📱 Android Control

DroidRun provides powerful capabilities for controlling and interacting with Android devices. This guide explains the available interactions and best practices.

🔌 Device Connection

Before controlling a device, you need to establish a connection:

1

Enable USB Debugging

On your Android device, go to Settings → About phone and tap Build number 7 times to enable Developer options. Then go to Settings → Developer options and enable USB debugging.

2

Connect via USB

Connect your device to your computer with a USB cable and authorize the computer on your device when prompted.

3

Verify Connection

# Check if your device is recognized
droidrun devices

Wireless Connection

For a cable-free experience:

# First connect via USB, then switch to Wi-Fi
adb tcpip 5555
adb connect 192.168.1.100:5555

# Or with DroidRun
droidrun connect 192.168.1.100

🖱️ UI Interaction

DroidRun can simulate various user interactions with the device:

Create agent

from droidrun.agent.react_agent import ReActAgent
# Create a minimal instance of the agent with a specific device serial
agent = ReActAgent(
    llm=llm,
    device_serial="device1", 
)

Tapping

# Tap at specific coordinates
await agent.execute_tool("tap", x=500, y=800)

# CLI equivalent
droidrun "Tap on the button at position (500, 800)"

Swiping

# Swipe from one point to another (e.g., to scroll)
await agent.execute_tool("swipe", start_x=500, start_y=1500, end_x=500, end_y=500)

# CLI equivalent
droidrun "Scroll down on the screen"

Text Input

# Type text into the current field
await agent.execute_tool("input_text", text="Hello world")

# CLI equivalent
droidrun "Type 'Hello world' in the search box"

Key Presses

# Press a system key
await agent.execute_tool("press_key", key="BACK")

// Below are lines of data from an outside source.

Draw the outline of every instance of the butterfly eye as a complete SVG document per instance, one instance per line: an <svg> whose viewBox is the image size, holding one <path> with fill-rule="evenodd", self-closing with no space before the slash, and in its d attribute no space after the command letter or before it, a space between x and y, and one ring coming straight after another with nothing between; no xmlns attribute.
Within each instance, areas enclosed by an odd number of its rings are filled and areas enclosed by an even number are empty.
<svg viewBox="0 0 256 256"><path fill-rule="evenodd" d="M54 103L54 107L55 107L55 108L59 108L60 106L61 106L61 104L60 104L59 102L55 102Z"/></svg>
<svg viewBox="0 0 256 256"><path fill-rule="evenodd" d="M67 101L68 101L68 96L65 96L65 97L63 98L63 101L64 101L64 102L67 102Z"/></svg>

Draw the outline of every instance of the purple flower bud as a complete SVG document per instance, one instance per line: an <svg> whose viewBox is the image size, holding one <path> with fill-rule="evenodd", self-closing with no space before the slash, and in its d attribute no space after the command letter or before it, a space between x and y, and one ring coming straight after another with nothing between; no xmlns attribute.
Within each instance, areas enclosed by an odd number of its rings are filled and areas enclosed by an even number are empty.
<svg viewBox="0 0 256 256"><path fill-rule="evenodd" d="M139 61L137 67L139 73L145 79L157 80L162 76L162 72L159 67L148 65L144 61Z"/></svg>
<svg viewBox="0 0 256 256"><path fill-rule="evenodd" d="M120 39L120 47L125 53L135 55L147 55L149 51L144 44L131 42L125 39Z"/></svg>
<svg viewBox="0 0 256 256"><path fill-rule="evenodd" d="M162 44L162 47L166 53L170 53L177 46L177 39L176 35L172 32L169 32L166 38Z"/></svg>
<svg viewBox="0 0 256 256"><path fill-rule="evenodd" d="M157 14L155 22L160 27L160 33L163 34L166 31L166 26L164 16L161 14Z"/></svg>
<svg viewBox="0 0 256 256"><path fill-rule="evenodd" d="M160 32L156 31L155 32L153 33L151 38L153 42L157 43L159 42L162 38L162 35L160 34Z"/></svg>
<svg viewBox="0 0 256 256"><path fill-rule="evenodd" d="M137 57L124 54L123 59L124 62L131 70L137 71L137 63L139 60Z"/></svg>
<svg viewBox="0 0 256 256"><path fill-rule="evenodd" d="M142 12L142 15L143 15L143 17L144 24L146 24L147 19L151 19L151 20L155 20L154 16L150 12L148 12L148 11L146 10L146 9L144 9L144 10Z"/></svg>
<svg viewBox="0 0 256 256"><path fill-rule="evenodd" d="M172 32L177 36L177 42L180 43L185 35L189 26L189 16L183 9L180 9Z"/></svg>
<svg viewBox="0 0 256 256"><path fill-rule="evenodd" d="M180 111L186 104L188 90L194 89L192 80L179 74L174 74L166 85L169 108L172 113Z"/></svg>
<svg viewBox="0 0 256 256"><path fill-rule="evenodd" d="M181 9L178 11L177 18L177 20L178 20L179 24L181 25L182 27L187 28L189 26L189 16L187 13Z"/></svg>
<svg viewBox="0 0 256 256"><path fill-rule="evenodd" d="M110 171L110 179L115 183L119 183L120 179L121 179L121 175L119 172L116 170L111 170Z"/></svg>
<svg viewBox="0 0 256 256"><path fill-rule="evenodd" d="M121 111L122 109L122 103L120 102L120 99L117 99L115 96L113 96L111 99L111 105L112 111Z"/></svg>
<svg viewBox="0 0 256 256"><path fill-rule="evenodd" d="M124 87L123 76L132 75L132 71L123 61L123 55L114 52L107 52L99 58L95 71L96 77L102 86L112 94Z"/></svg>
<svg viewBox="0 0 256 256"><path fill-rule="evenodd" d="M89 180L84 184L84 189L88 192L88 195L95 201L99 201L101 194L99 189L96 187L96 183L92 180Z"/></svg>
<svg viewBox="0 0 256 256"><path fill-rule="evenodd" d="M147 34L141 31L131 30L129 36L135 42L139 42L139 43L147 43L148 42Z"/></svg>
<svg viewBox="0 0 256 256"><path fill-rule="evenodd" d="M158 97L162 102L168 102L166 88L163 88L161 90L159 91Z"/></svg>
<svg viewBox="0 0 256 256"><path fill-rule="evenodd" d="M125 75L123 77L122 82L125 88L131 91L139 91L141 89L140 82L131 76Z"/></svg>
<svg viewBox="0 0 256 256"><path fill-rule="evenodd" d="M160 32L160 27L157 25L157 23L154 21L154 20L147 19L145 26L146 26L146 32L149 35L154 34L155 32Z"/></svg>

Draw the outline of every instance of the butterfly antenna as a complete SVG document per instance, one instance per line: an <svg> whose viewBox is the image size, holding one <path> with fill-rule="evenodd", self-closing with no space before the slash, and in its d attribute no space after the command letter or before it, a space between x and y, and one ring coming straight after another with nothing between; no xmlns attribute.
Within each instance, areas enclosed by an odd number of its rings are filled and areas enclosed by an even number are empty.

# Available keys: HOME, BACK, MENU, POWER, VOLUME_UP, VOLUME_DOWN, etc.

📊 UI Analysis

DroidRun can analyze the current state of the device UI:

Screenshots

# Capture the current screen
result = await agent.execute_tool("take_screenshot")

# The screenshot is automatically analyzed by the LLM for future reasoning

Identifying UI Elements

# Get clickable elements on screen
elements = await agent.execute_tool("get_clickables")

# Elements include details like text, position, and element type

📱 App Management

DroidRun can launch and interact with apps:

Starting Apps

# Launch an app by package name
await agent.execute_tool("start_app", package_name="com.android.settings")

# CLI equivalent (using natural language)
droidrun "Open the Settings app"

Listing Installed Apps

# Get a list of installed packages
packages = await agent.execute_tool("list_packages")

💡 Best Practices

1. Prefer Natural Language Commands

The CLI allows you to use natural language instead of precise coordinates:

# Instead of specifying exact coordinates
droidrun "Find and tap on the Settings app icon"

2. Verify Screen State

Before interacting with UI elements, verify the current screen:

# Take a screenshot to understand current state
await agent.execute_tool("take_screenshot")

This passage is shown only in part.